With CEEMETA among the world’s fastest-growing targets for cyberattacks—and threat actors now weaponizing generative AI—security is inseparable from AI deployment. Amin expects organisations to double down on zero-trust architectures, rigorous data governance and hybrid environments that keep sensitive AI workloads protected. AI PCs and edge devices will act as frontline defenders, detecting and mitigating threats locally while feeding insights back into central security operations.

Physical AI: from code to the real world

Amin sees the next wave arriving in robotics. Instead of hard-coding machines for narrow tasks, enterprises can now set goals and let AI-enabled robots learn through experience. This “physical AI” is moving beyond factory floors to tackle repetitive or dangerous work—from hazardous inspections to high-variability logistics.

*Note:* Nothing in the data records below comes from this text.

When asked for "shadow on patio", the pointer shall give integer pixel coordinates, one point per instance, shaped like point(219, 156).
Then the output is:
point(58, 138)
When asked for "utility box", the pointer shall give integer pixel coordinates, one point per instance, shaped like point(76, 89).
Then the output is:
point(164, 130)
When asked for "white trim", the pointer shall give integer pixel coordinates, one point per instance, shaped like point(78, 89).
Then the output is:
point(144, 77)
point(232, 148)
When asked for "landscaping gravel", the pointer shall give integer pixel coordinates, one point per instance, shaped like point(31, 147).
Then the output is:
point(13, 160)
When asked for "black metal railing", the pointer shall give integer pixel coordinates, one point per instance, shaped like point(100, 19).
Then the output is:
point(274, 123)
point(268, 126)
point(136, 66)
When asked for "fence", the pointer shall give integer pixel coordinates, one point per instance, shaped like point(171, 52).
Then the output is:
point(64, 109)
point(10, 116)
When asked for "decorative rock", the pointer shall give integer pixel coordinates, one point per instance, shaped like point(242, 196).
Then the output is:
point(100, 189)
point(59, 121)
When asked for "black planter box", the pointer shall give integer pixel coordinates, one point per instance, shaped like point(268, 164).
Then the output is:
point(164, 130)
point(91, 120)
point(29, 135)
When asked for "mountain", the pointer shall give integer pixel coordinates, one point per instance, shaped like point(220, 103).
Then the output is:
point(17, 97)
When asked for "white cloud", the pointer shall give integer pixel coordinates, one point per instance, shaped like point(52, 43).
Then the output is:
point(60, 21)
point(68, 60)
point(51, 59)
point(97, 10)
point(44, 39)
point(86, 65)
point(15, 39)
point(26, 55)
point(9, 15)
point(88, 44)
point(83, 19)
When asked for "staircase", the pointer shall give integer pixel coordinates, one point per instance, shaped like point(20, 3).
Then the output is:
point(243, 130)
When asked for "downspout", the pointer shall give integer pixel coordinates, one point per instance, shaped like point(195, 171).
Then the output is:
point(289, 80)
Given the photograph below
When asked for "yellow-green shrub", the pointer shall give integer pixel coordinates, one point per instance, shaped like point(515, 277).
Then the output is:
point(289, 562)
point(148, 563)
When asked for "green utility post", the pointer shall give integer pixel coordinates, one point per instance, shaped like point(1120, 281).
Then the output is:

Companies that deploy purpose-built, AI-driven robotics will operate at a speed and scale that traditional automation can’t match.

The 2026 mandate

Across Central and Eastern Europe, the Middle East, Turkey and Africa, the race to industrialize AI is on. The winners, Amin says, will move fast but responsibly: embedding AI into core operations, optimising the full stack (compute, storage, networking, security and orchestration) and adopting hybrid architectures that balance control with scale. For Africa in particular, the message is clear—this is no longer experimentation. It’s an execution play, powered by intelligent infrastructure and measured by real outcomes in government services, customer experience and industry productivity.

“AI has become the new performance baseline,” Amin concludes. “Those who build quickly, secure intelligently and scale responsibly will define the region’s digital economy.”